13 thoughts on “Git and Windows Vista”

  1. You’re a lifesaver. Thank you sir. In my setup, I didn’t get the confirmation dialog at all, just a straight permission denied error whether I went through git commit or straight through git-update-index.exe

    Everything else matched your description.

  2. Glad I could help you.
    It might be that I got the confirmation dialog because I start bash in Windows XP SP2 compatibility mode. But this is just a blind guess. I will have to check one day. 😉

  3. After sharing your interest in ‘git’, reading your article and rejecting all solutions you presented, I wanted to share a solution which worked for me. Using Microsoft’s Manifest Tool, I added a manifest to git-update-index.exe which eliminated my git + UAC: ‘Permission denied’ problems.

  4. Hi,

    I just ran into this post, not sure if it’s fixed. What I did was to run cygwin on my non-OS partition (ie. D:\ or E:\) and it works for me. Vista is VERY protective of its OS partition and file operations there by “guests” are not welcomed. I didn’t need to do anything to my UAC (it’s still running), etc.

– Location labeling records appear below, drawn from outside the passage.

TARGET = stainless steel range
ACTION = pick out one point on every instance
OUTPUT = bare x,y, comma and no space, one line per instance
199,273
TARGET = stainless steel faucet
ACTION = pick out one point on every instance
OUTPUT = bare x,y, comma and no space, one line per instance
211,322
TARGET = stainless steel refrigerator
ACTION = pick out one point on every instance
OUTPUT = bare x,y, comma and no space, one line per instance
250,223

    Hope this would help someone… 🙂

  5. Hmm, maybe this was udpated in Vista with SP1? The detection of installers was revised as far as I read on the net, so this would have an effect on your observation. Being on the system partition or not should have no effect on the UAC being triggered by setup programs.

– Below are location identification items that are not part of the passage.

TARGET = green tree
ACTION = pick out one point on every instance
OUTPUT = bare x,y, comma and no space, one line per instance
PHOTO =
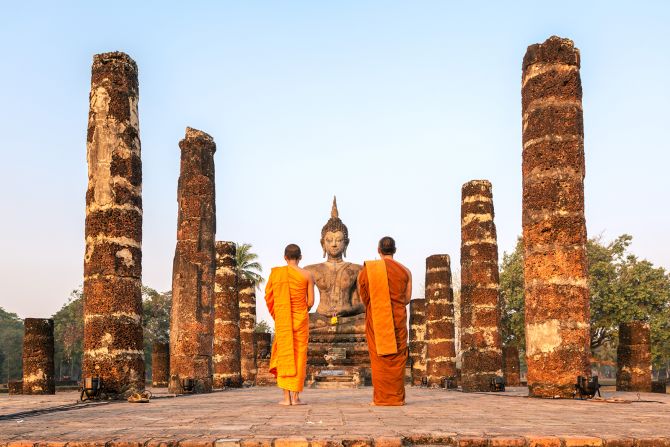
69,336
622,288
511,297
247,264
11,346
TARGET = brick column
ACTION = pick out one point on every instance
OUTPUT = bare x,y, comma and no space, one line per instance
439,337
247,300
113,348
554,230
511,367
38,356
192,319
633,357
227,324
417,344
160,364
481,343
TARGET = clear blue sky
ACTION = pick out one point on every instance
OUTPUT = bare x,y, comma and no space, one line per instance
390,105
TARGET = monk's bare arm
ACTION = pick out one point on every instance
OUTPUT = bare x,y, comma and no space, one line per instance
310,290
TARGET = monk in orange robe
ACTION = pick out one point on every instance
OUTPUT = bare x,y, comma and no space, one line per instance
289,295
385,287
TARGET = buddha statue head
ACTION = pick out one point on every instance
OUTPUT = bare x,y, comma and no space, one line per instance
334,235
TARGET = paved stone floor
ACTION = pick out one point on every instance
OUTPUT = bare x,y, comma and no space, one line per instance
246,415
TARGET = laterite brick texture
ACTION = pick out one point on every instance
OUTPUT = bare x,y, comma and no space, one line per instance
192,319
227,367
440,328
481,343
554,228
113,348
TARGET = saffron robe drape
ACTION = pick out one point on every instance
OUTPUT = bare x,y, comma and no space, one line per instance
286,298
388,371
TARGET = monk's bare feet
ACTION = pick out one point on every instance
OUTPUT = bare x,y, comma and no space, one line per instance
295,399
287,398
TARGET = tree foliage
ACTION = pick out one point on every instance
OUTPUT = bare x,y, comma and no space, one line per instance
622,288
69,335
11,340
247,264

    Thanks for sharing your observation!

  6. You can create a separate git-update-index.exe.manifest file in your /usr/sbin/git-core directory rather than messing with the Microsoft Manifest tool. The file below works for me. You will need to create similar files for git-update-index.exe and git-update-server-info.exe too.

    Don’t assume I have god-like powers – I found this solution elsewhere on the internet (okay, Google found it for me!)

    The important bit is setting requestedExecutionLevel level=”asInvoker” which side-steps Vista’s automatic installer detection heuristics.

    Here’s an article about installer detection – http://msdn.microsoft.com/en-us/library/bb756960.aspx

    And here’s a link to the XML manifest format – http://msdn.microsoft.com/en-us/library/bb756929.aspx

  7. Just an FYI for anyone that runs into this: if you create the .manifest and still get “permission denied” or “This operation requires elevation” when running the cygwin executable, “touch” the executable to change its modification date. It seems the executable’s .manifest (or lack thereof) gets cached– even across a reboot for me.